Compiling a Mathematical Expression from a String Dynamically at Runtime in C# (.NET)

In this article, I will demonstrate how to dynamically compile mathematical expressions from strings at runtime in C#, extremely simply and quickly. This solution supports various mathematical contexts, including Boolean expressions, scientific calculations, and C#, and also allows you to extend these contexts with custom variables, operators, and functions.

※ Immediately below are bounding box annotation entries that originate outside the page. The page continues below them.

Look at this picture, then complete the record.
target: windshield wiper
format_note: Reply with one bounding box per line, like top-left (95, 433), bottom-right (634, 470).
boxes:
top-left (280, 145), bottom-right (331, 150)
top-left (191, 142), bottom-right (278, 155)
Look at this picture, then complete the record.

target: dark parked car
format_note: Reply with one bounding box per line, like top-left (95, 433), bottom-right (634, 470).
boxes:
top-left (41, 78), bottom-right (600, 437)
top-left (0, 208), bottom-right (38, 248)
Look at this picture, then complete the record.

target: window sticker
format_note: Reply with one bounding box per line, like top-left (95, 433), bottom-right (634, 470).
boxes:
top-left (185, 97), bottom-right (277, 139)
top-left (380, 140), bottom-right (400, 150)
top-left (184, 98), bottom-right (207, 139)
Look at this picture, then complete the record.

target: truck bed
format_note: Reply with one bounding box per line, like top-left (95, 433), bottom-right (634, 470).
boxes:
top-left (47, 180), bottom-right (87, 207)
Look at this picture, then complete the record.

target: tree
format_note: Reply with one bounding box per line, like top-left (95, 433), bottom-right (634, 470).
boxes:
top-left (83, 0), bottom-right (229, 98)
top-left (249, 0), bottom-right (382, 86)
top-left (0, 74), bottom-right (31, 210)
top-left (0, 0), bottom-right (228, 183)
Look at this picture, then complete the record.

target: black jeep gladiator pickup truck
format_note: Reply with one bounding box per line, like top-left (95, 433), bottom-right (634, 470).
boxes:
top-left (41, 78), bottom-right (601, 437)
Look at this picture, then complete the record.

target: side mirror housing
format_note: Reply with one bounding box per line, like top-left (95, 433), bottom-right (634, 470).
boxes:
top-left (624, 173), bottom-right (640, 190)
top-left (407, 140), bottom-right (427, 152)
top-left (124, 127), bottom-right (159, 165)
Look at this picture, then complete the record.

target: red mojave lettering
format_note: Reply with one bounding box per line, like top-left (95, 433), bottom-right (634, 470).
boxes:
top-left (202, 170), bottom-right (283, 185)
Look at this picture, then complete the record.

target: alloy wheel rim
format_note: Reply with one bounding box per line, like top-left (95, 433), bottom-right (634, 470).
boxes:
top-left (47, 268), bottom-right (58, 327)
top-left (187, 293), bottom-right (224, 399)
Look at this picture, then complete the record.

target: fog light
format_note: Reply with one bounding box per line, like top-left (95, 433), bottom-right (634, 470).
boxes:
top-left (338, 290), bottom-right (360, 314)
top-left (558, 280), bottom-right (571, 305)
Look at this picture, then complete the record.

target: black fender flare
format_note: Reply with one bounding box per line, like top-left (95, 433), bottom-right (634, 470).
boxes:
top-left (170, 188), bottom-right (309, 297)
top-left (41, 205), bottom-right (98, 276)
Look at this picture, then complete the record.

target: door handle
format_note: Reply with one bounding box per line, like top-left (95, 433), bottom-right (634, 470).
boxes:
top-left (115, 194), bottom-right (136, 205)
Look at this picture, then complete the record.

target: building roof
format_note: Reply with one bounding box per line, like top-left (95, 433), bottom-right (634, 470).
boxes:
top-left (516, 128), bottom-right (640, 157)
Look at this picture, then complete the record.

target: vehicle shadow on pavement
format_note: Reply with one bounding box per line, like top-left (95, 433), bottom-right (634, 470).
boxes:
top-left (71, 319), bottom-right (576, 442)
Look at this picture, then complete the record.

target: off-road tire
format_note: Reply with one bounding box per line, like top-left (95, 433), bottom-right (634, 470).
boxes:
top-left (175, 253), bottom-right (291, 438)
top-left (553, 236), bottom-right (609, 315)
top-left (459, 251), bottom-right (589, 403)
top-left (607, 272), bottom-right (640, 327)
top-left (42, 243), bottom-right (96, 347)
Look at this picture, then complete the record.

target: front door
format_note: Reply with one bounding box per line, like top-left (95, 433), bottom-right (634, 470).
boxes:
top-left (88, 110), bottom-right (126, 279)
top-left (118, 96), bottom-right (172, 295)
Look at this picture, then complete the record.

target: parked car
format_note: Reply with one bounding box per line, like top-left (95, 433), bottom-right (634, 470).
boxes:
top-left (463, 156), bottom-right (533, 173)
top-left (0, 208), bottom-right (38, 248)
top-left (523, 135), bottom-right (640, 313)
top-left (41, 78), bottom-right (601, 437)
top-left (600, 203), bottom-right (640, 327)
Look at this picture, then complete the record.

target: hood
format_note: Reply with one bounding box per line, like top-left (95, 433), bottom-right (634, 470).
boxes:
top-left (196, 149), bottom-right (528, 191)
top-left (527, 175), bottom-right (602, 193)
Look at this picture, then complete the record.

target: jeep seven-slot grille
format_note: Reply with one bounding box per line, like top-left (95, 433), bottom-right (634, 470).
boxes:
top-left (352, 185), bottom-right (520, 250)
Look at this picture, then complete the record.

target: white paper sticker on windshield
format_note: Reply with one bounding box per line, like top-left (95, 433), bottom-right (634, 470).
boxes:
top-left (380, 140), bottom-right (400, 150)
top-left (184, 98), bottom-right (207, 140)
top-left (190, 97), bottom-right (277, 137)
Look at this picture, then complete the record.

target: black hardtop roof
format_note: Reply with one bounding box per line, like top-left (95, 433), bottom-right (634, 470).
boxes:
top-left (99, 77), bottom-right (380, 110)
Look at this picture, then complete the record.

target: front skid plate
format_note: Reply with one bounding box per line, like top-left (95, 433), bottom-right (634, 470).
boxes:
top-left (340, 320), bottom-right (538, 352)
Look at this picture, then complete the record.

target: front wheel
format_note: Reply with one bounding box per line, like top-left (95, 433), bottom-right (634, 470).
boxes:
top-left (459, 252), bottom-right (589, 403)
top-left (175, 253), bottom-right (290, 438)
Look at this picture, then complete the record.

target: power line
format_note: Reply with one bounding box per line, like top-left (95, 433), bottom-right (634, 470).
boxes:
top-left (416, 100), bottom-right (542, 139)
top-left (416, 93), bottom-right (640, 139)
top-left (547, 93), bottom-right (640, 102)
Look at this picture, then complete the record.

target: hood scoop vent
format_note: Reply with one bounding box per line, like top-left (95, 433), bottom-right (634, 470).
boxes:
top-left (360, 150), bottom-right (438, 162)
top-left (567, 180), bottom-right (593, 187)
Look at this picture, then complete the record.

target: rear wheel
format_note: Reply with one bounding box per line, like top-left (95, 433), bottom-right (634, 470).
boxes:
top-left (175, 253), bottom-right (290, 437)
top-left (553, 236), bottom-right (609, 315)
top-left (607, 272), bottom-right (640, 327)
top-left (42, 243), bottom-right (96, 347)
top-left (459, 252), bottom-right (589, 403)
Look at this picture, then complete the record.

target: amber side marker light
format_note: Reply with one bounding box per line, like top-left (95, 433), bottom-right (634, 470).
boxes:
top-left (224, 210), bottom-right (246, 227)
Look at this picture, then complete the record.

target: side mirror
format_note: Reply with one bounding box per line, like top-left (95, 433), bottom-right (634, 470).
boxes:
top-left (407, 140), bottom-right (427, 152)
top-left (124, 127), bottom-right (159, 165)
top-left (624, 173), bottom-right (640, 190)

Achieving high performance when calculating mathematical expressions from a string requires using modern .NET capabilities and efficient algorithms. This is implemented in MathEvaluator library for .NET. In the previous article I described the approach behind it and also provided a complete list of all supported functions and operators in documentation on GitHub.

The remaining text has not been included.